Tout démarre pourtant très fort chez Luis Francesco Arena. Le quatrième album de Pierre Louis et ses deux musiciens (sans oublier une ribambelle d’overdubs certes bien sentis, mais qui font redouter leur manière d’aborder ce mur du son en concert sans avoir recours aux artifices) commence avec une chanson magnifique, Ninety days. Si tout Stars and Stones pouvait être aussi subtil, je la fermerais volontiers.

Malheureusement, je m’enfonce dans chaque écoute du disque en y redoutant entre deux moments de grâce le prochain plan lourdaud, à commencer par les passages où le chant se fait chuchotement hystérique. L’abondance de valses, de rythmes lents, d’ampleur grassouillette induisent chez Luis Francesco Arena une emphase qui finit par peser. Malgré toute la qualité des musiciens, qui interprètent les chansons avec une ferveur enthousiasmante, je trouve souvent la voix poussive, voire au bord du kitsch, au sens d’imitation du réel.

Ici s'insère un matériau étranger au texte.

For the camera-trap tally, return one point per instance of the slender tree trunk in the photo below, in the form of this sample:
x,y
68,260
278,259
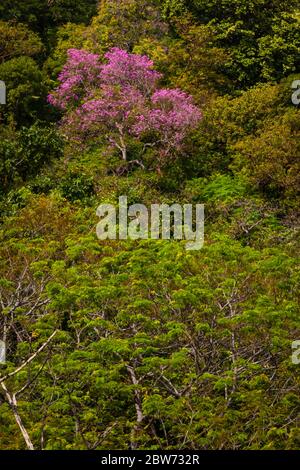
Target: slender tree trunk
x,y
12,401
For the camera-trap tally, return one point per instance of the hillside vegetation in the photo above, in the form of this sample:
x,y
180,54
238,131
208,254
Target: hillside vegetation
x,y
141,344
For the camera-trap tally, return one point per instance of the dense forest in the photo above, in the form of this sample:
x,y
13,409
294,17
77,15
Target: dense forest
x,y
142,344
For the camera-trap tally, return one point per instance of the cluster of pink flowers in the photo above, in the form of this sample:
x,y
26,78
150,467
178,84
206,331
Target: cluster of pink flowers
x,y
121,98
77,79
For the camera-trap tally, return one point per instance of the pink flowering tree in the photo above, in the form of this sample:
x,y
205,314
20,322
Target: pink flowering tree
x,y
121,100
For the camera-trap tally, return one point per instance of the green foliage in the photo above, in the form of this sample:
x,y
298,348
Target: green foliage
x,y
156,347
77,186
24,155
17,40
26,91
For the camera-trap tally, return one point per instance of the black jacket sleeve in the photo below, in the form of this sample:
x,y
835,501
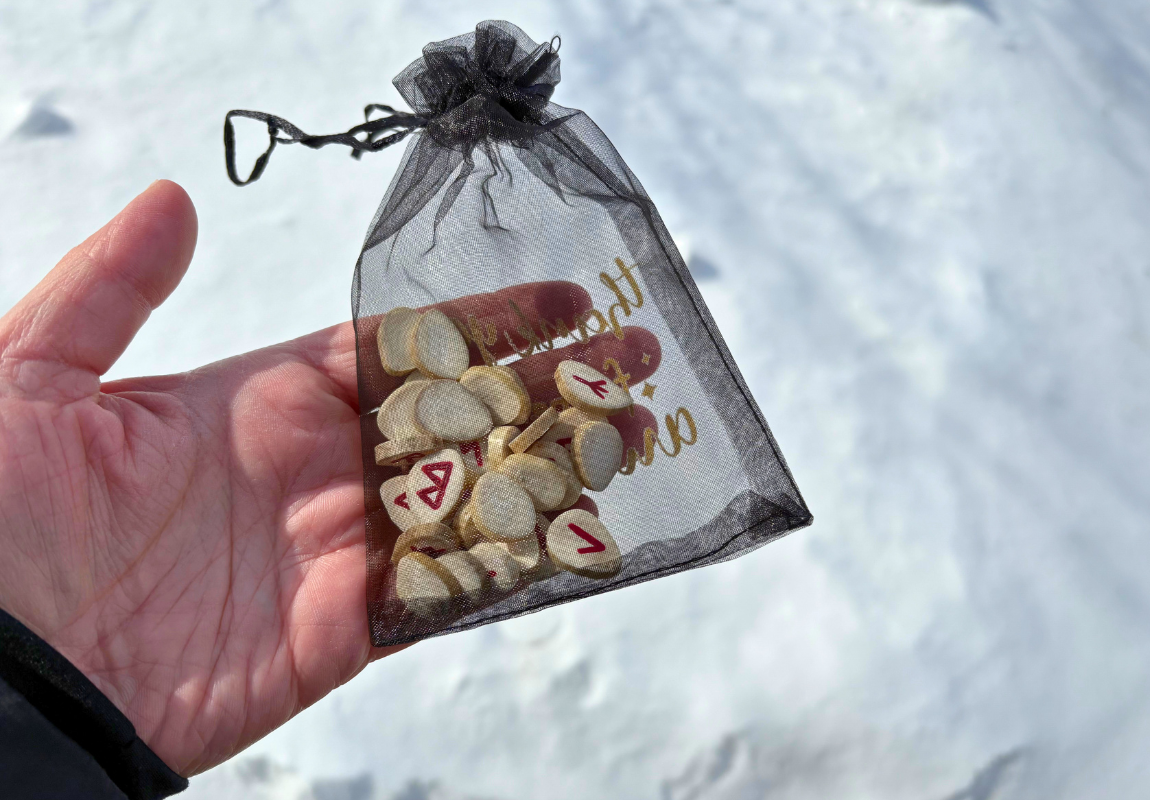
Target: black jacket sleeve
x,y
60,737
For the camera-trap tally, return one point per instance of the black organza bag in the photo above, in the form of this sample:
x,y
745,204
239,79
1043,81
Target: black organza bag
x,y
547,409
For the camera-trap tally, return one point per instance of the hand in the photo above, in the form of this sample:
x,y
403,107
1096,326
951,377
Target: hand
x,y
193,543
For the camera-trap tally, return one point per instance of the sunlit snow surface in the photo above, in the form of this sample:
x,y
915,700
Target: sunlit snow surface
x,y
925,230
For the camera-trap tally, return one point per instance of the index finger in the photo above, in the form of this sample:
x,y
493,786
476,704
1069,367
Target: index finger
x,y
504,318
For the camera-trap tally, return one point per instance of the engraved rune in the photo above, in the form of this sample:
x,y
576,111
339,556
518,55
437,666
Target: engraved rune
x,y
598,386
438,474
596,546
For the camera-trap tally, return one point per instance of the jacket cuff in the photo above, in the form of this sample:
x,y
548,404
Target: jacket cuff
x,y
79,710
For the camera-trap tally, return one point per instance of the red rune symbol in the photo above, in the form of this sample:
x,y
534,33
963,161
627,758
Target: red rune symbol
x,y
596,546
438,474
473,447
598,386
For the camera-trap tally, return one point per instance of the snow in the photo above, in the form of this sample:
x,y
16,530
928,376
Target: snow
x,y
922,229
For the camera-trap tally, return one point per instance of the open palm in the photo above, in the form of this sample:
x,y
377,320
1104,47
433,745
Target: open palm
x,y
194,544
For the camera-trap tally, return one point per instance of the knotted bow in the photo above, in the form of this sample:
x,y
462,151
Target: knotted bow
x,y
478,87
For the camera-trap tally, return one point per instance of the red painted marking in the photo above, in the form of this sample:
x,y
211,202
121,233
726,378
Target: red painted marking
x,y
598,386
438,474
473,447
596,546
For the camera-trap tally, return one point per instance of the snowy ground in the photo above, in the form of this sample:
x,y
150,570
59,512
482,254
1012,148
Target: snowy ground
x,y
924,228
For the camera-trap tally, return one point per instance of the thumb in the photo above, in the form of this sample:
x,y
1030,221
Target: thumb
x,y
78,320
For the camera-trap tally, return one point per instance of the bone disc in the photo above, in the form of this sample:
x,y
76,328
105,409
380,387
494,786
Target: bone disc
x,y
590,390
554,453
514,377
465,527
579,543
503,509
395,330
435,484
432,539
564,430
498,445
390,453
437,347
393,494
535,431
447,410
597,451
475,456
426,586
501,569
468,570
545,568
506,399
527,552
396,417
544,481
574,492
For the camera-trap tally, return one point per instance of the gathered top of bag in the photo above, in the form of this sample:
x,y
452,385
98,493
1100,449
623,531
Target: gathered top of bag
x,y
493,84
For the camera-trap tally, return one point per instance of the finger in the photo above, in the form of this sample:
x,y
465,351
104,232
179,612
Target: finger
x,y
497,315
90,306
516,317
637,355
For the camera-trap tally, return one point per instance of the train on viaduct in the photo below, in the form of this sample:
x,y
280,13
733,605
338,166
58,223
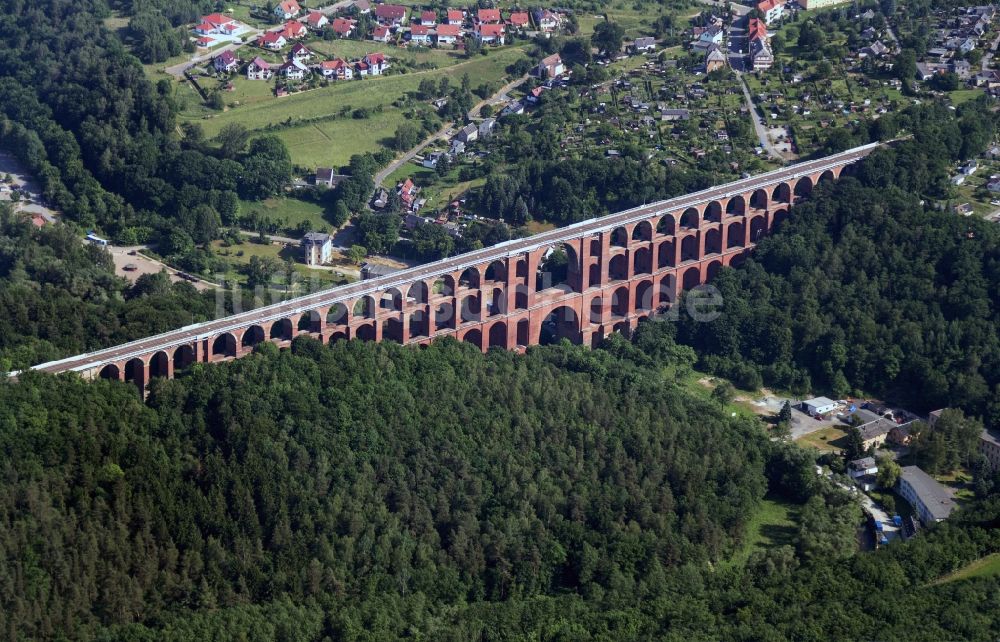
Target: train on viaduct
x,y
579,282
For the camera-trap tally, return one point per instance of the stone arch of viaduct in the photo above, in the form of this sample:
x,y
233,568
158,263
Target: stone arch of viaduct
x,y
580,282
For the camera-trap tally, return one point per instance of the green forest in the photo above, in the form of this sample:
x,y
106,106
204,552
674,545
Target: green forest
x,y
371,491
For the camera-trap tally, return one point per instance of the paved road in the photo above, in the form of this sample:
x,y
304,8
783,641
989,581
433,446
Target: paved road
x,y
758,123
445,131
179,69
404,278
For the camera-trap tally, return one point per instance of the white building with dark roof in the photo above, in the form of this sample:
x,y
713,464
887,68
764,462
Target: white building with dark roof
x,y
931,501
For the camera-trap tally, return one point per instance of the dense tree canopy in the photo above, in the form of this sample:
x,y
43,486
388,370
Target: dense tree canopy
x,y
370,491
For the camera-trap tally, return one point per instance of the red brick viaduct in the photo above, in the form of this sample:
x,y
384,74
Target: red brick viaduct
x,y
618,269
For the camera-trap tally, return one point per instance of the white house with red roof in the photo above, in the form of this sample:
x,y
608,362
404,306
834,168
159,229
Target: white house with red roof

Ce qui manque parfois, à mon goût, à l’album de Luis Francesco Arena est exactement ce qui sauve celui de Julien Pras : le naturel. Le bout d’enfance qu’il a passé aux États-Unis fait-il la différence ? En tout cas son accent est admirable, tout comme les récits touchants et évocateurs de ce garçon à qui on ne la fait pas (il est aussi le leader de Calc), mais qui conserve une contagieuse faculté à l’émerveillement.

Aux écueils joseph-arthuresques (héroïsme, auto-érotisme) que j’ai entendus quelquefois chez Luis Francesco Arena, je préfère inconditionnellement la référence parfois ultra disciplinée de Julien Pras à Elliott Smith. Les salutaires touches de psychédélisme (beaux claviers, effets qui tuent) y sont bienvenues.

Les écoutes répétées effeuillent Shady Hollow Circus et en révèlent la moelle impressionnante. Julien Pras n’est pas là pour la pose, il a réellement quelque chose à dire. Le langage qu’il utilise est vieux comme le monde, comme la souffrance, comme la pop music. Mais ce n’est pas une tare, au contraire : quand un travail si abouti donne une telle impression de légèreté, de facilité, c’est le signe qu’on est devant un grand représentant de la discipline.